From Hensleigh Wedgwood [after 9 March 1871]1
My dear Charles
I am very glad of an opportunity of discussing this question with you as it clears my own ideas and if anything further occurs to you you cannot please me more than by having it out.2
The foundation with both of us is I think the sympathy which man has with his fellows or his disposition to take pleasure in their joys & to be pained by their sorrows. This sympathy prompts him to act for another as he would for himself, to relieve his wants, to defend him against attack or to save him from danger. It seems to be part of the same disposition that actions performed in obedience to this sympathy excite the admiration of the spectator in proportion to the difficulties thrown in the way of the action by selfish considerations. At any rate it is a fact that the case is so; the exhibition of kindness and sympathy excites our love. If courage is shewn in addition our feelings rise to admiration, while the exhibition of fear tends to produce contempt. Direct opposition to the sympathetic feelings or the exhibition of positive malice excites aversion, indignation, hatred.

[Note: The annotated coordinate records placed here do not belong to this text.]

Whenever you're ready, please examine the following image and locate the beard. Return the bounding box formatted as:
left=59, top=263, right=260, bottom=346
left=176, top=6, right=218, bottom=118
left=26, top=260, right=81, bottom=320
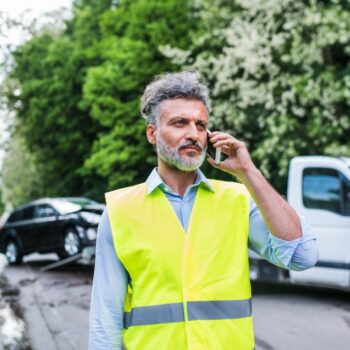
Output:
left=156, top=129, right=206, bottom=172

I should think that the admiration of temperance arises in a manner analogous to your cases of expression by opposition. We admire sympathetic action in proportion as it triumphs over selfish inducements to the contrary and hence excessive devotion to purely selfish gratification becomes of itself an object of contempt Thus our sympathetic feelings build up a standard of right and wrong to which action must conform in order to meet with our approbation. When man looks back on his own past conduct he judges himself and awards approbation and blame in the same way as if he was thinking of the conduct of another person. He feels contempt at the thoughts of his own meanness or pusillanimity, horror at his cruelty. If I am contemplating a case in which I have abstained from an effort to save another I am guided in my judgement by the chance I had of effecting my purpose. If I know that I cannot swim I do not blame myself at all for not throwing myself into the water to save a man, and this I think is very much against your notion that the ruling principle is the discomfort felt at the failure to act on a permanent instinct3
It seems to me that mine is a vera causa adequate to account for the phenomena I refer to it. On the other hand I do not think that your principle is a vera causa at all.4 I have no experience of the kind I do not see that the painful feelings of dissatisfied instinct could be made matter of actual experience by the thought of a past breach of the instinct any more than the sufferings of hunger or of bodily pain Nor do I see that if they could they would account for the emotions of approbation or reprobation which must all be considered under one head. I hear that Henrietta5 says we go on repeating our own views without attending to the arguments of the other, so I have scored the positive objection that I have to your principle, independent of the point that there is no room for it in my view & that it would not account for the phenomenon if there was—
Ever Yours | HW.
Answers CD’s letter , on points of agreement between them, the chief one being the sympathy which man has with his fellows. Disagrees however with CD’s "principle" of the painful feelings of dissatisfied instinct.